1. Suppose that a jet engine at 50 meters has a decibel level of 130, and a normal conversation at 1 meter has a decibel level of 60. What is the ratio of the intensities of the two sounds?
we know that the decibel scale of loudness is $$L=10\log (\frac{I}{I_0})$$
$$I_0=10^{−12} \frac {watt}{m^2}$$ is the softest audible sound at 1000 hertz
2. Suppose that the intensity of sound is proportional to the inverse square of the distance from the sound. Based on this rule, calculate the decibel level of the sound from the jet at a distance of 100 meters
in the first question, do I need to have both decibels at the same amount of meters?

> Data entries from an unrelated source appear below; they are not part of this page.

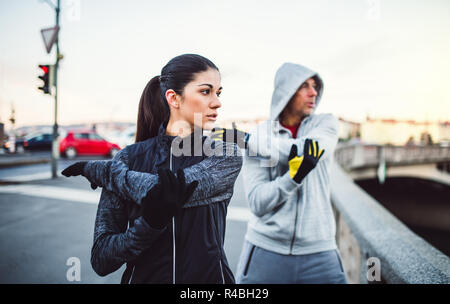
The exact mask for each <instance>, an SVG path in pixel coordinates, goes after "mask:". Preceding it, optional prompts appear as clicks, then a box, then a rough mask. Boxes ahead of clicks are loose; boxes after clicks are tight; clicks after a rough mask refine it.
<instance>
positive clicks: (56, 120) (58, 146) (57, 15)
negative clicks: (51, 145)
mask: <svg viewBox="0 0 450 304" xmlns="http://www.w3.org/2000/svg"><path fill="white" fill-rule="evenodd" d="M55 12H56V27H57V28H58V29H59V12H60V0H57V3H56V7H55ZM56 35H57V36H56V62H55V69H54V73H55V74H54V85H55V123H54V124H53V140H52V178H57V177H58V175H57V171H58V158H59V146H58V67H59V59H60V53H59V30H58V32H57V34H56Z"/></svg>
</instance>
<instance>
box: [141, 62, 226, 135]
mask: <svg viewBox="0 0 450 304" xmlns="http://www.w3.org/2000/svg"><path fill="white" fill-rule="evenodd" d="M210 68H212V69H216V70H217V71H218V70H219V69H218V68H217V67H216V65H215V64H214V63H212V62H211V61H210V60H209V59H207V58H205V57H203V56H200V55H195V54H184V55H180V56H177V57H175V58H173V59H172V60H170V61H169V62H168V63H167V64H166V65H165V66H164V67H163V69H162V70H161V76H155V77H153V78H152V79H151V80H150V81H149V82H148V83H147V85H146V86H145V88H144V91H143V92H142V95H141V100H140V101H139V110H138V118H137V126H136V142H140V141H144V140H146V139H149V138H151V137H154V136H156V135H157V134H158V129H159V126H160V125H161V124H162V123H164V122H167V121H168V120H169V116H170V110H169V104H168V103H167V100H166V96H165V95H166V91H167V90H169V89H172V90H174V91H175V92H176V93H177V94H179V95H182V94H183V91H184V87H185V86H186V85H187V84H188V83H189V82H191V81H192V80H193V79H194V77H195V76H194V74H196V73H199V72H203V71H206V70H208V69H210Z"/></svg>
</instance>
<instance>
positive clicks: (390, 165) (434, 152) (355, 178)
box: [335, 145, 450, 185]
mask: <svg viewBox="0 0 450 304" xmlns="http://www.w3.org/2000/svg"><path fill="white" fill-rule="evenodd" d="M335 160H336V161H337V162H338V163H339V165H341V166H342V167H343V169H345V170H346V171H347V172H348V173H349V174H350V176H351V177H352V178H353V179H354V180H358V179H368V178H376V177H378V179H379V180H380V181H381V182H382V181H384V179H385V178H386V177H398V176H401V177H415V178H423V179H428V180H433V181H436V182H439V183H442V184H446V185H450V174H449V173H450V147H440V146H424V147H422V146H403V147H397V146H380V145H357V146H356V145H352V146H341V147H339V148H338V149H337V150H336V153H335Z"/></svg>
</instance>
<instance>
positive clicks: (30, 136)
mask: <svg viewBox="0 0 450 304" xmlns="http://www.w3.org/2000/svg"><path fill="white" fill-rule="evenodd" d="M13 145H14V150H13V149H11V146H13ZM4 149H5V150H6V151H8V152H9V153H13V151H14V152H15V153H24V152H25V151H46V150H47V151H51V150H52V134H49V133H31V134H28V135H26V136H24V137H11V136H10V138H9V139H8V140H7V141H6V142H5V143H4Z"/></svg>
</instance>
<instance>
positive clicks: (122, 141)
mask: <svg viewBox="0 0 450 304" xmlns="http://www.w3.org/2000/svg"><path fill="white" fill-rule="evenodd" d="M135 141H136V126H132V127H129V128H127V129H125V130H124V131H123V132H122V133H121V135H120V137H119V140H118V142H117V144H118V145H119V146H120V147H121V148H122V149H123V148H125V147H126V146H128V145H131V144H134V143H135Z"/></svg>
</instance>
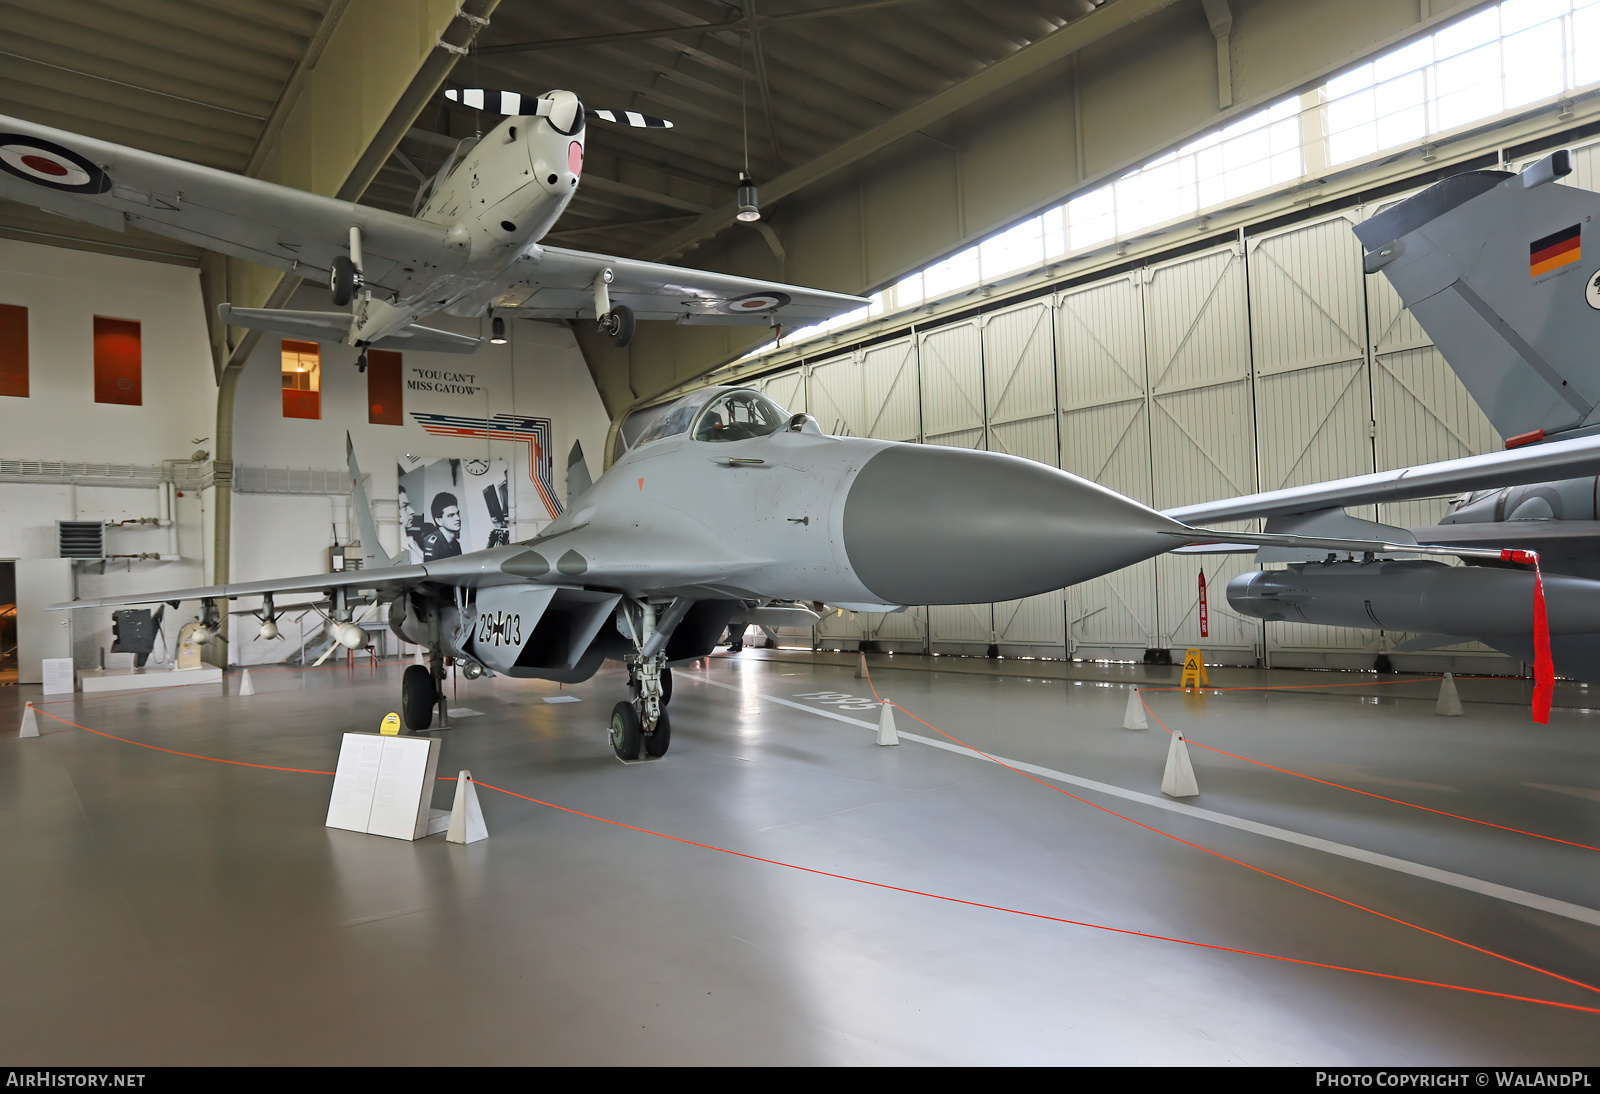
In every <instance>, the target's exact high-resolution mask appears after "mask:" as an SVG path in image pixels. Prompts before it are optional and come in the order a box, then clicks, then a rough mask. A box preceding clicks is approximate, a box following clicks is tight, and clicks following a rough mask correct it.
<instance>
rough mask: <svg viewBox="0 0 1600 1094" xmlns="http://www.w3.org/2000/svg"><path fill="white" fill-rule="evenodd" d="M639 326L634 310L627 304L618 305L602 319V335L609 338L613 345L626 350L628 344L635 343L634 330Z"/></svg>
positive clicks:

If I take as it is (130 and 60) the difference is 70, there fore $$70=10\log (\frac{I}{I_0})$$ $$7=\log (\frac{I}{I_0})$$ $$10^7=\frac{I}{I_0}$$ hence $10000000:1$
is it correct?
and in the second question. $$I=\frac{1}{d^2}$$, where d – distance
$$I=\frac{1}{10^4}=10^{-4}$$ $$L=10\log (\frac{10^{-4}}{10^{-12}})$$ $$L=10\log (10^{8})=10\cdot8=80$$
Best Answer
Let $I_i$ be the intensity at 50m and $I_f$ be the intensity at 100m.
The intensity is proportional to the inverse of the square, but not equal to it. At 50m, we have $L=10log(\frac{I_i}{I_0})=130$. From that, $I_i=10$.
Because it is proportional to the inverse of the square of the distance, $\frac{I_f}{I_i} = \frac{d_i^2}{d_f^2} = \frac{1}{4}$. Then, $I_f = \frac{10}{4}=2.5$.
Now, $L=10log(\frac{I_f}{I_0})=10log(\frac{2.5}{10^{-12}})$ which is roughly $124dB$.
Everything else looks fine to me.